Paul Klee’nin tonundan fırça darbelerine, ışıktan gölgelere kadar kendi resim “sistemini” de açıkladığı bir metin olan “Çağdaş Sanat Üzerine”, hem bir geleneğin hem de izleyicinin arasında sıkışıp kalmış doğum sancısı çeken sanatçının nidası olarak okunabilir.
“Doğal yaradılış süreci üzerinde böyle esnek düşünmek, yaratıcı işler için iyi bir eğitimdir. Bu, yaratıcı kişiyi temelden hareketlendirmeyi becerebilir ve o, kendisi de atik biçimde, kendine has biçimlenmiş yollarında özgürce gelişmeyi temin etmeye devam edecektir. Böyle olduğu için, eğer sanatçı, kendi özel dünyasındaki dış görünüşlerin şimdiki durumunun, zaman ve mekânda gelişigüzel belirlenmeler sonucu olduğunu (ve bunların kendisinin- bunların ötesinde- gördüklerine ve canlanmış duygularına oranla sınırlı olduklarını) düşünürse bağışlanmalıdır. Ve gerçekten, mikroskopta gördüklerimiz bile, bir yerde tesadüfen karşımıza çıksa “fantastik” ve “kurgusal” sayacağımız; anlamakta güçlük çekeceğimiz türden şeyler değil midir? Ama sizin gerekçeleriniz, “sansasyonel” bir dergide böyle bir resimle karşılşatılar mıydı, basarlar yaygarayı: “Bu doğa mıymış? Ben buna ‘kötü resim’ derim”. Öyleyse sanatçı mikroskopla mı uğraşır? Tarihle, paleontolojiyle mi uğraşır? Sadece nispeten, zihnin devingenliğini yitirmemek için. Doğaya uygunluğu bilimsel bir denetimle kontrol edilmesi için değil. Sadece özgürlük için.” Bir ressamın özelinde bir sanatçının serzenişi bu satırlar.

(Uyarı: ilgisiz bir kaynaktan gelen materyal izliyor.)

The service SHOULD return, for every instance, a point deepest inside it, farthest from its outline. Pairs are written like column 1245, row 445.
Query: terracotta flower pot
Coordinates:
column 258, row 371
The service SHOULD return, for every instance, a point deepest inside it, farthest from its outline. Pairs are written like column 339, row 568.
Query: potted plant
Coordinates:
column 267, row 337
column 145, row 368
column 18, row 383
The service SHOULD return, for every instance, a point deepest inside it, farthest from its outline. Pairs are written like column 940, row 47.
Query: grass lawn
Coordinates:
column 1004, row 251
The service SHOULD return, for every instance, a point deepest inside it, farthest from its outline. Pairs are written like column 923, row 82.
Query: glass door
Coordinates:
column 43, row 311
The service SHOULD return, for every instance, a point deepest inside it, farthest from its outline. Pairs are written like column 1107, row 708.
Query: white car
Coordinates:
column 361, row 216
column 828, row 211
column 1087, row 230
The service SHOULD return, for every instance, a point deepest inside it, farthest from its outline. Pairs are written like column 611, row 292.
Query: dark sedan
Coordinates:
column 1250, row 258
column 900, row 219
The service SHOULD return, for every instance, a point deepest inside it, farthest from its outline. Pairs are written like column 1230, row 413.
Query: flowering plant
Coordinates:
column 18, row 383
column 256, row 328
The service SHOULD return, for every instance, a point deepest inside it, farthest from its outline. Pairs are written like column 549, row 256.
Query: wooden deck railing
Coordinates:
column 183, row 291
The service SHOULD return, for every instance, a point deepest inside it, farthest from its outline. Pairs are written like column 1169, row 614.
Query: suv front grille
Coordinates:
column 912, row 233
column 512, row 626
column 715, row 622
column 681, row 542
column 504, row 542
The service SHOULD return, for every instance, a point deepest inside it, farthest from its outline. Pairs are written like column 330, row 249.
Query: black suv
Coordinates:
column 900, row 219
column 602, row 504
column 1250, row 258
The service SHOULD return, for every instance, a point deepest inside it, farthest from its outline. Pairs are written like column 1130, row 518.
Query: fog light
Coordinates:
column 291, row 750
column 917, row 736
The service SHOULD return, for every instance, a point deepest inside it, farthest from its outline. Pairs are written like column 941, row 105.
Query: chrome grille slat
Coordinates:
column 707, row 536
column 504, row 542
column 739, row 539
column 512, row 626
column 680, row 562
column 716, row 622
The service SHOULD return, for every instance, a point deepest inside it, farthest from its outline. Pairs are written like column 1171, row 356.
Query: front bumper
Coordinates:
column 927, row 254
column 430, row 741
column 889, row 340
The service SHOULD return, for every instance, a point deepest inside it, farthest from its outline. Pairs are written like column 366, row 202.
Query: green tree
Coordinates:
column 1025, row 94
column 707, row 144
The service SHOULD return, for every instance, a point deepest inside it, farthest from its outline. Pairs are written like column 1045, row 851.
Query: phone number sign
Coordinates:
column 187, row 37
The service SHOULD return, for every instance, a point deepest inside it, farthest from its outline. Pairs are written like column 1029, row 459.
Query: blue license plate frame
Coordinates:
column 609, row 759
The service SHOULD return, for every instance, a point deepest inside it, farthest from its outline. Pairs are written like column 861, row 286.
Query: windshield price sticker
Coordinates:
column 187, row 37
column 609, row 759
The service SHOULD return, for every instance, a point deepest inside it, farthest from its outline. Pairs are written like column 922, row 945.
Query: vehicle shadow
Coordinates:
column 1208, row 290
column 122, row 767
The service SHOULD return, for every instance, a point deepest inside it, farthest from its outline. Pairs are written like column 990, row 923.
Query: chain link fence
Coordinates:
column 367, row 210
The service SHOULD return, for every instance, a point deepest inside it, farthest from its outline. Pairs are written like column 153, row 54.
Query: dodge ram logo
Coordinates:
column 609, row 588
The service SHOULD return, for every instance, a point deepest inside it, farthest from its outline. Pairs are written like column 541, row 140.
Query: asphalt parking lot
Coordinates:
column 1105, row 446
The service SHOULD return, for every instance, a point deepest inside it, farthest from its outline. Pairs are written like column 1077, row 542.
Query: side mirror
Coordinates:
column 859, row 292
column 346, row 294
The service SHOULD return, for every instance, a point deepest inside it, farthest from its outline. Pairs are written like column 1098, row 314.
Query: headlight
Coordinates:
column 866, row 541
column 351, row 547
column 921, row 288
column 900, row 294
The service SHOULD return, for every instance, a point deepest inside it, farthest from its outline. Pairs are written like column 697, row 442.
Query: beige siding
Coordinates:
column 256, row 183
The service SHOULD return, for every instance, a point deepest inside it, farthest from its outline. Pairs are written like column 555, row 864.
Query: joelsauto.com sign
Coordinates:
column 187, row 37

Biz, sanattan anlamayanlar ya da “o kadar da” anlamayanların, dudak büktüğümüz karşımızdaki eserin “anlam”ını açıklama girişimi. Bu açıklamayı yapmayı kendi açısından gerekli bulan sanatçı için ne de zor bir durum. Zira kendini övüyormuş gibi gösterilme, kendini izleyene küçümseyen gözlerle bakıyormuş gibi bir algının oluşması söz konusu. Sanatçının değişmemiş, değişmeyen, değişmeyecek kaderi bu. Eserini yapmakla kalmayıp, onu neden, nasıl yaptığını da anlatmak zorunda olmak…

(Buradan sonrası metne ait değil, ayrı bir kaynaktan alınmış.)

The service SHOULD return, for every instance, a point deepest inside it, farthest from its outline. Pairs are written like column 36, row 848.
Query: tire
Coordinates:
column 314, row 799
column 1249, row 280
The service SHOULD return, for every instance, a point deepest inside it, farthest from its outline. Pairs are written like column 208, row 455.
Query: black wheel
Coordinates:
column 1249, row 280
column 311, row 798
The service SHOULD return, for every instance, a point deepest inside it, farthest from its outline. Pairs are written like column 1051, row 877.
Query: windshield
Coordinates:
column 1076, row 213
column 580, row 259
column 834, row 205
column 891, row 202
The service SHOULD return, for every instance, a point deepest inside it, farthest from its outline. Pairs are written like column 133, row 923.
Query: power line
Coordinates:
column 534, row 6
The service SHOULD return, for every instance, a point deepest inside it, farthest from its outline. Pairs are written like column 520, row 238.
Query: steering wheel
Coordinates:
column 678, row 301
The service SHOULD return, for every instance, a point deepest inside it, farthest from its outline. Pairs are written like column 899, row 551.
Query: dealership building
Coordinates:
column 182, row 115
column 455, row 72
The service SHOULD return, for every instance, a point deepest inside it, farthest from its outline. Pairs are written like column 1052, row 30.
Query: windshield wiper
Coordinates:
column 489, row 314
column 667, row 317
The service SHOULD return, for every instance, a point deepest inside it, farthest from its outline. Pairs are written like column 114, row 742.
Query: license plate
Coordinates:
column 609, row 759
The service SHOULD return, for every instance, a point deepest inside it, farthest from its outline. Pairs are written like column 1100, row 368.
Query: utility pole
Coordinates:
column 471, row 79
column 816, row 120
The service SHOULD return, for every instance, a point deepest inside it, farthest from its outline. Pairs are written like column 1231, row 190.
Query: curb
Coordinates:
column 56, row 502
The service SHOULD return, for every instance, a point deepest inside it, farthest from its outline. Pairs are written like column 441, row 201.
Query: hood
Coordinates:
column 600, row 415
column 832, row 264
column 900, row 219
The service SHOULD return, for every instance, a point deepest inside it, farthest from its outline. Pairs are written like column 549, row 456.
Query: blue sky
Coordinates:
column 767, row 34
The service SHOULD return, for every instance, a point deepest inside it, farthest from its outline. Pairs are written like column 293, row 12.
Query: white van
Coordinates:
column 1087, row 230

Bu alıntının sahibi Paul Klee. Çok yönlü sanatçı Klee’nin modern sanat üzerine bir ressamın şimdiye kadar yaptığı en nitelikli konuşmalardan birinin derlenip toparlanmasıyla oluşan, Ketebe Yayınları Minyatür dizisinden Nabi Avcı çevirisiyle yayımlanan “Çağdaş Sanat Üzerine” adlı kitaptan buraya yerleştirdiğim tırnak içerisindeki cümleler, modern sanatın kendini ispatlama çabasının en elle tutulur örneklerinden biri. Resim sanatının, “gerçeklik”ten ayrılışıyla beraber kendini yine, yeniden kendi içinde baştan aşağı farklı bir biçimde doğuran çağdaş resmin, köklerine ihanet etmediğine sadece başka bir yapıya dönüştüğüne dair bir iç döküş olan kitap, temellerinin üzerinde yeni bir formla ortaya çıkışının savunması olarak da okunabilir.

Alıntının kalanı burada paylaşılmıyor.